Should you switch to ETFs?

April 20, 2007

Your Money

Keypoints

Sometimes a new product appears and then disappears without making a ripple-remember Betamax VCRs, wristwatch TVs, or the Macarena? Other times, the new creation has some clear advantages over existing offerings, which allow it to capture a significant segment of the market.

That may be the case with exchange-traded funds-ETFs-which comprise an ever-growing force in index fund investing. An ETF is a basket of securities that trades like a stock on an exchange, usually the American Stock Exchange. That's different from a mutual fund, where you buy and sell shares back to the issuing company. ETFs track a specific market index, such as the S&P 500, and its holdings replicate those of the selected index.

ETFs have numerous advantages over index mutual funds:

Expenses: Most ETFs have lower expenses than comparable mutual funds. The average gross expense ratio for index mutual funds is 0.76 percent; the average gross ratio for ETFs is 0.61 percent, although many, such as the Vanguard Small Cap ETF, have expenses as low as 0.10 percent. A few have even lower ratios.

Taxable distributions: Mutual funds make annual taxable distributions from any capital gains they've had that year. While index funds in general have less trading and lower capital gains than do actively managed funds, even index mutual funds sometimes distribute taxable gains during each year. However, since most ETFs are fairly new, they don't have years' worth of accrued gains that a more mature index mutual fund might carry.

Opportunity to sell or buy throughout the day: Mutual funds are priced at the end of the day, after the market closes. So no matter when during the day you place your order, you'll get the closing price. In contrast, the price of an ETF-like that of a stock-varies throughout the day. So when you place your order, you'll generally get pretty close to the going price at that moment. With an ETF, you can also place a stop-loss order to automatically trigger a sale if the price drops to what you've listed, or a limit order, to buy or sell a set number of shares at a specified price or better. It's like a stock in that respect, too.

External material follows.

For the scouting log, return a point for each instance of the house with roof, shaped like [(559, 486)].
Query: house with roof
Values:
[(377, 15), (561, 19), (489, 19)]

Unique choices: Remember the days before cable TV, when there were about six channels available? Now broadband and satellite offer hundreds of channels, some targeting very specific niches. That's similar to the ETF phenomenon. For example, iShares, which are ETFs put out by Barclays Global Investors, pinpoint sectors or markets such as Malaysia and other specialized choices. While there are also niche mutual funds, ETFs are even more focused.

Still, most investors choose ETFs that mirror the S&P 500. Investors currently have put over $58 billion in assets in an ETF called SPDR Trust Series 1-Standard and Poor's Depositary Receipts-which tracks the S&P 500. It's currently the largest ETF, based on net asset size.